Visualizing Spatiotemporal Concepts

Five Diagrams on the Epistemology of Space and Time

Nick Nielsen
4 min readAug 2, 2019

In addition to notebooks of text, I also keep notebooks of images. I have always tried to find graphical representations of ideas, exapting geometrical intuition for the purpose of better understanding — not only in terms of clarification of ideas, but also in terms of extending ideas. When an idea can be depicted graphically, the representation itself often suggests ways of extending an idea, as well as relations with other ideas. I was flipping through an old notebook of of sketches (from 2012) and I found the first three diagrams here, all formulated to distinguish concepts of space.

At the time I was working on a distinction between weak distinctions and strong distinctions (cf. Of Distinctions, Weak and Strong), and I realized that some concepts of space are strongly distinct while some concepts of space are only weakly distinct. As a result of increasing formal rigor on the one hand, and, on the other hand, increasing precision in empirical science, it became necessary to make a distinction between pure geometry and empirical geometry, i.e., between an abstract theory of space and the actual properties of physical space. Abstract theories of space run the gamut from simple to incomprehensible, but actual physical space has a unique structure, which means that some one abstract theory of space may describe actual space, but all of the other abstract theories of space are no less legitimate as theoretical constructions. In any case, and whatever terms we use to make the distinction, pure geometry and empirical geometry, once we understand them, are strongly distinct, but they lie at opposite ends of a continuum, and between the two are concepts of space from which each is only weakly distinct.

My idea sketches are often left incomplete, as in the above case, but the reader can easily fill in the presumptive content for the squares on the left, which would mirror the content of the squares on the right, but emphasizing the methodological sequence of Platonism (essentially deductive), beginning with principles and working toward facts, in contradistinction to the methodological sequence of naturalism or empiricism (essentially inductive), beginning with facts and working toward principles. This illustration should make plain the methodological implications of concepts sequenced along a continuum, with the end points anchored by strongly distinct polar opposites and the mid points representing greater or lesser proximity to one pole or the other, and being only weakly distinct from each other, and therefore offering a methodological bridge between concepts. Also note how working through a continuum of concepts according to one methodological implies the possibility of working through the same concepts coming from the opposite methodological direction.

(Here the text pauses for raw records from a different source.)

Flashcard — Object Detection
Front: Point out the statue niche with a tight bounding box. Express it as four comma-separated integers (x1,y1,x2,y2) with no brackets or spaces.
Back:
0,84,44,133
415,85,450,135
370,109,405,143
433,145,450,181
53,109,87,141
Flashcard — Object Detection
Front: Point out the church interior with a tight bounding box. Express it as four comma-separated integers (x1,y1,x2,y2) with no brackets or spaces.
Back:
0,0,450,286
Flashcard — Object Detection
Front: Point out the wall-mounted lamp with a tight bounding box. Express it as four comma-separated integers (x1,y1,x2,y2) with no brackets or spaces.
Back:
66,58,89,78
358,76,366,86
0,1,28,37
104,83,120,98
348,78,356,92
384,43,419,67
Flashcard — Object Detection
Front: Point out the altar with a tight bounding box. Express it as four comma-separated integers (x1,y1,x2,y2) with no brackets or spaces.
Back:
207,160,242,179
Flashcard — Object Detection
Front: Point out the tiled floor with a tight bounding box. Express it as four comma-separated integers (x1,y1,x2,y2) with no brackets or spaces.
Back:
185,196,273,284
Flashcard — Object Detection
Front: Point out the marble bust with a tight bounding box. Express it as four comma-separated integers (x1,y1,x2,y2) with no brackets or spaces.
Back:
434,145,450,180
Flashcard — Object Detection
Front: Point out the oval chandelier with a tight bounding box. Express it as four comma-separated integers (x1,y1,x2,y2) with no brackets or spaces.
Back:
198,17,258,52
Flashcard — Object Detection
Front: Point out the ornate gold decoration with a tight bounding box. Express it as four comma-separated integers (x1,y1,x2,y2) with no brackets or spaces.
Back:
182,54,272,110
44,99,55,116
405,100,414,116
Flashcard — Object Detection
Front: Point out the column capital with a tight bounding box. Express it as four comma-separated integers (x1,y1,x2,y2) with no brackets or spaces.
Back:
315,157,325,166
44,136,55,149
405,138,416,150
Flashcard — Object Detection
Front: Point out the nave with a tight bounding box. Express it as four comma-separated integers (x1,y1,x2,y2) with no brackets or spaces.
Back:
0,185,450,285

When I looked at these illustrations of concepts from space from 2012 I was surprised that I didn’t take the time to sketch out the parallel temporal concepts following the same principles, so I did so several years after the fact. Once I had translated the spatial into the temporal in the above diagram, I realized that the concepts that populate the region of mind overlap with the concepts that populate the region of the world, and that this gives us a simple Venn diagram in which perceptual space or time is the point of overlap between concepts of space and time primarily inherent in mind and facts of space and time ascribed the to world (definable and quantifiable without reference to mind, but unambiguously entering into perceptions, and, through perceptions, entering into the mind of any perceiving subject). And while I could easily write a commentary on these diagrams that would run to volumes, it might actually be more interesting for the reader to study the diagrams and see if they take away anything interesting from these attempts to diagram ideas of space and time.